Marktplatz in Nürnberg. Foto: manfredxy

Showrooming alles neues Geschäftsfeld für stationäre Händler

Wenn es um die Zukunft des Einzelhandels geht, ist das Thema Marktplatz allgegenwärtig. Dabei geht es weniger um jene Orte, die, umrahmt von alten Häusern, regelmäßig die Kulisse für den Wochenmarkt bieten. Vielmehr ist die Rede von einem bahnbrechenden Prinzip, das im Onlinehandel längst zum Megatrend geworden ist: Kundenzugang gegen Gebühr.
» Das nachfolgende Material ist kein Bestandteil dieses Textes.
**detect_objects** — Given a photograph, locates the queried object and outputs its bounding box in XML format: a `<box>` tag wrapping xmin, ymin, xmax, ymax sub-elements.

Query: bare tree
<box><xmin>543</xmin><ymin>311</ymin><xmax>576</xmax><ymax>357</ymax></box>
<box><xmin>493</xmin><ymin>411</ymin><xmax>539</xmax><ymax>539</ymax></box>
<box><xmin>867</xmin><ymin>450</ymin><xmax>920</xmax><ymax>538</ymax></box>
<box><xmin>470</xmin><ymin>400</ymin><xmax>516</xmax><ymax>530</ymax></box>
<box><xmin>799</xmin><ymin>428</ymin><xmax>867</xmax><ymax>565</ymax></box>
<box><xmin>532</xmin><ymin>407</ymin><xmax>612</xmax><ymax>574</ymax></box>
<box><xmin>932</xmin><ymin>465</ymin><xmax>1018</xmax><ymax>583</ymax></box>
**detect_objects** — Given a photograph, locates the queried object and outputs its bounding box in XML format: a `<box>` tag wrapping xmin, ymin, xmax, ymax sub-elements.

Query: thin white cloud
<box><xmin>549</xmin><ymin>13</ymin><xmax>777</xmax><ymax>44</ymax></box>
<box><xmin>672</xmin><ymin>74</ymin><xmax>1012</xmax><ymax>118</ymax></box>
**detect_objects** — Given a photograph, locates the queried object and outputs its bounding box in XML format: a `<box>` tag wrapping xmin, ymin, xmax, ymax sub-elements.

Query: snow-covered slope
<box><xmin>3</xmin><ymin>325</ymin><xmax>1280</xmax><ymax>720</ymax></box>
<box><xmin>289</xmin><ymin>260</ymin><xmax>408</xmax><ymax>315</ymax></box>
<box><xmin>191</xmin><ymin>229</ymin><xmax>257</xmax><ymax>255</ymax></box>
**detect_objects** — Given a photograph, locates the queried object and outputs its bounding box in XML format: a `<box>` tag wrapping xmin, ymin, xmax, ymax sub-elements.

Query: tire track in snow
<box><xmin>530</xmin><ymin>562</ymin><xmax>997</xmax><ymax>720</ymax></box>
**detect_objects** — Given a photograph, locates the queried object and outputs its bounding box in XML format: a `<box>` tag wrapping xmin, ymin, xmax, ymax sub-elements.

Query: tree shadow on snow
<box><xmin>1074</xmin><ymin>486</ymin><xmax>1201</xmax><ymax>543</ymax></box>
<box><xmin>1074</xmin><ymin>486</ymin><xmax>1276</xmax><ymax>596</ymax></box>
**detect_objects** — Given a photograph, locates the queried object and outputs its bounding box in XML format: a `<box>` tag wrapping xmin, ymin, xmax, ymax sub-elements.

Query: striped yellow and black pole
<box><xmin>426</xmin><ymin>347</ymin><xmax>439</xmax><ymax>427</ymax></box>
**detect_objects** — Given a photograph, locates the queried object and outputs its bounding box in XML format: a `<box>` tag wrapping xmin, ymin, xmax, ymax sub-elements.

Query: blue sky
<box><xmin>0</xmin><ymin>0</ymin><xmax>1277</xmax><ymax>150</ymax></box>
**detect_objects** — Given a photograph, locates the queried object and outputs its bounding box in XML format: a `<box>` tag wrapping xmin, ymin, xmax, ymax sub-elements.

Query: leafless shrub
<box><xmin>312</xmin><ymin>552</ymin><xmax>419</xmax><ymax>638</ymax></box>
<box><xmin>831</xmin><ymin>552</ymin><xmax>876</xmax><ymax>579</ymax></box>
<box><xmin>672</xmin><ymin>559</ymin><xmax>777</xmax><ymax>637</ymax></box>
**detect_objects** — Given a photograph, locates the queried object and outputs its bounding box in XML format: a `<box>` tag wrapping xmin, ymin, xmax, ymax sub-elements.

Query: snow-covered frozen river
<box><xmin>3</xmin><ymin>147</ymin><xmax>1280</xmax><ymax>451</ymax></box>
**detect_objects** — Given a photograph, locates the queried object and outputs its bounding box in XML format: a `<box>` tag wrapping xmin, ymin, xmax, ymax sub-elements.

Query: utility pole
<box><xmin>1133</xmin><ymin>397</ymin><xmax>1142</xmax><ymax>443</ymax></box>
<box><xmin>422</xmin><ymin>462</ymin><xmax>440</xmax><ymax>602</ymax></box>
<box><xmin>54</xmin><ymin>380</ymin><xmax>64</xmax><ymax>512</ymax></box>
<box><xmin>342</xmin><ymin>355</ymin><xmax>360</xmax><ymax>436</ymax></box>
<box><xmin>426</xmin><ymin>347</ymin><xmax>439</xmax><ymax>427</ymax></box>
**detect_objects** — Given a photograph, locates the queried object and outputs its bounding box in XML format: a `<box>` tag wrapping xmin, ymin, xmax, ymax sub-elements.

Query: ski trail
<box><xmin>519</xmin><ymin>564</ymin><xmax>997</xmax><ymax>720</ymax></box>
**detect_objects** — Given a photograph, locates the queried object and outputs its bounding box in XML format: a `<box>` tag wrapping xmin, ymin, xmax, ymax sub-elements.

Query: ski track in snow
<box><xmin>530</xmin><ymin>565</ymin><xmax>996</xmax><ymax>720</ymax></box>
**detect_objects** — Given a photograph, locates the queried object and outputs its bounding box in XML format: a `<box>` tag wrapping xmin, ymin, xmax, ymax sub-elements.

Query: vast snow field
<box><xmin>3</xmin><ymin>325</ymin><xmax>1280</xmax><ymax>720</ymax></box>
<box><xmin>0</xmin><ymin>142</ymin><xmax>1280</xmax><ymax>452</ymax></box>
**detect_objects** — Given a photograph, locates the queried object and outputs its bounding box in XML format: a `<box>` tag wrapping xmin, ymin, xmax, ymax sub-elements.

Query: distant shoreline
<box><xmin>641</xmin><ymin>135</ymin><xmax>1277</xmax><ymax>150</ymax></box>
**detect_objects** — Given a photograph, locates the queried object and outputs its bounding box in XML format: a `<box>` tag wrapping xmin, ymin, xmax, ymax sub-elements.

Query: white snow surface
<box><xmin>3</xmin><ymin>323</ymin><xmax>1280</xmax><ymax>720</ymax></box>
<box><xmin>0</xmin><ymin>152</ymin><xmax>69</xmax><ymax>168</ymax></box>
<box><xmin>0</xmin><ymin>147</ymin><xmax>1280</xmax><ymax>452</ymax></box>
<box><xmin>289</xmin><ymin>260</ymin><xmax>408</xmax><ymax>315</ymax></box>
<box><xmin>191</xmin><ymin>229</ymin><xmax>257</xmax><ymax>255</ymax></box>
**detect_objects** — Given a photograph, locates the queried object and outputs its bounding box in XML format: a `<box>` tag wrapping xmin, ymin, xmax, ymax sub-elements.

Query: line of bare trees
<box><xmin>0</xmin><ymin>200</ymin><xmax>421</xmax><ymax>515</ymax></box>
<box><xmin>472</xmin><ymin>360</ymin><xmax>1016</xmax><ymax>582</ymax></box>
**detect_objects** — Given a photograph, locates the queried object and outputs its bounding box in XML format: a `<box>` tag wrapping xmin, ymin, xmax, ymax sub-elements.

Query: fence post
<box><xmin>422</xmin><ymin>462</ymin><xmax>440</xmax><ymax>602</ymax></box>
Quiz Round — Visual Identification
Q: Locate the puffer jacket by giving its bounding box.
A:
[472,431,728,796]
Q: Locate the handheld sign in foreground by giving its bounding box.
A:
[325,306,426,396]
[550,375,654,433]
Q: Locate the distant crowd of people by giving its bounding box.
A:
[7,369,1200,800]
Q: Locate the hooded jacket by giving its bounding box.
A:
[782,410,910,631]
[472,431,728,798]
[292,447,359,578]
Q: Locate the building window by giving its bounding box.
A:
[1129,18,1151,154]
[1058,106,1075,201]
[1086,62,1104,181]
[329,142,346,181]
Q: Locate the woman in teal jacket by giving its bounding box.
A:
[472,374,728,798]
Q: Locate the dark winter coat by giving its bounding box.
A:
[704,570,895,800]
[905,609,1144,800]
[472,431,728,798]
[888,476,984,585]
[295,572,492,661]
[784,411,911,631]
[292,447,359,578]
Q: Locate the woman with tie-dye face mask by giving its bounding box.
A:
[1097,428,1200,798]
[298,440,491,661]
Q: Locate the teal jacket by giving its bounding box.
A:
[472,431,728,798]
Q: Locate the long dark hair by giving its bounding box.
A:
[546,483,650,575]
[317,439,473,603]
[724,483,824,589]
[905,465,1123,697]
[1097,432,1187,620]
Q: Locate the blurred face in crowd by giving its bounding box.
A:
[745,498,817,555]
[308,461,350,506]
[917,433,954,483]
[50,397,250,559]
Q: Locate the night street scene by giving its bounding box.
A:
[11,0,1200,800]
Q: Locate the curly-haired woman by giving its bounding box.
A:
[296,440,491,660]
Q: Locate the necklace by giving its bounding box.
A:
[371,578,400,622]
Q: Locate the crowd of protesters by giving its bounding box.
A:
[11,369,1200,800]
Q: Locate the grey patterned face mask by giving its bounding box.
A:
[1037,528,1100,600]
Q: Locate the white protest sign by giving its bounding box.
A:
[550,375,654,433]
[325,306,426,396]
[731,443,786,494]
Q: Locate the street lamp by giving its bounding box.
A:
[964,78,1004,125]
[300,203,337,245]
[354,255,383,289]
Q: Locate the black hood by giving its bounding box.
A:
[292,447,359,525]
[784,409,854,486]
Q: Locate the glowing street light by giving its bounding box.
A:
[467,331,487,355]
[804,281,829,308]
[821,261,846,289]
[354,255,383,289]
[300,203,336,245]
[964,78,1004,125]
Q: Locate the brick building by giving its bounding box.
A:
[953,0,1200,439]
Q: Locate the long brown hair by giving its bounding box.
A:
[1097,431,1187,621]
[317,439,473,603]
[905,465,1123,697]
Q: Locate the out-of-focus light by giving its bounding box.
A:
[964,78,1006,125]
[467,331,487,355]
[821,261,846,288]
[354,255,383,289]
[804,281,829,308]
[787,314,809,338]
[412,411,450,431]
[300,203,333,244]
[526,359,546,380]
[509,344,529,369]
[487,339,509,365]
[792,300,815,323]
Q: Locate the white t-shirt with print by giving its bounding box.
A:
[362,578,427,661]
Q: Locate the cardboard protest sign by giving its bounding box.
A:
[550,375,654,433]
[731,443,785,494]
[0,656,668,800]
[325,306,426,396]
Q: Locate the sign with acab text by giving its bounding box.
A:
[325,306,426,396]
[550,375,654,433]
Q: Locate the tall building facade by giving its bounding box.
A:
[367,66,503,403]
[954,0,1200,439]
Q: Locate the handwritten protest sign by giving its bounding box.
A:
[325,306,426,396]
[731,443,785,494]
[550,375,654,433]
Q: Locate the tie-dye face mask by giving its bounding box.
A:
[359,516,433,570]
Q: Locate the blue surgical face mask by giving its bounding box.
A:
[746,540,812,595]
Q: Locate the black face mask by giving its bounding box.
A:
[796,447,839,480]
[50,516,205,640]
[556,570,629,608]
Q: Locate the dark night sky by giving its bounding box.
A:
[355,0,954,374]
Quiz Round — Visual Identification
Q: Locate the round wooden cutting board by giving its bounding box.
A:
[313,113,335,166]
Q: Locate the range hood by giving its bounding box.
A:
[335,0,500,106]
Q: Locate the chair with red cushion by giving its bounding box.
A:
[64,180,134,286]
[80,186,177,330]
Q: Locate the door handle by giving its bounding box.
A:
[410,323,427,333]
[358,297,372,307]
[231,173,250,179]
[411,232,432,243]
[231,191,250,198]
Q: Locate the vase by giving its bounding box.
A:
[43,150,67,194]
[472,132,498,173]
Die ganz großen Onlineshops, allen voran Amazon und Zalando, haben schon vor langem erkannt, dass prall gefüllte Bankkonten und Fußballfeld-große Läger alleine keine Garanten für ein spannendes und vor allem vielseitiges Einkaufserlebnis sind. Gepaart mit der noch wichtigeren Erkenntnis, dass der mit Abstand wertvollste Aktivposten der Kundenzugang an sich ist, wurde daraus eine Markt-verändernde Bewegung:

Disrupt yourself!

Inspiriert von jenen Orten in den Herzen unserer Städte, die in tausende Jahre alter Tradition Kunden einen umfassenden Zugang zu wechselnden Produktangeboten unterschiedlichster Anbieter verschaffen, formten die heutigen Online-Giganten einmal mehr die Zukunft des Einzelhandels. Sie taten damit etwas, womit sich die stationär tätigen Kollegen bis heute schwer tun: Sie erfanden sich neu, bevor überhaupt jemand auf die Idee gekommen war, dass das nötig sein könnte. Der Publizist Christoph Keese nannte das in seinem gleichnamigen Buch „isrupt yourself“ – sei selbst der Motor der Veränderung und lass Dich nicht von anderen treiben. Man könnte auch sagen: Lauf voran und nicht hinterher!

Es zählt, wo gekauft wird, nicht von wem

Bei den Online-Giganten steht heute nicht mehr im Vordergrund, von wem der Kunde ein Produkt kauft, sondern nur noch, wo er es erwirbt.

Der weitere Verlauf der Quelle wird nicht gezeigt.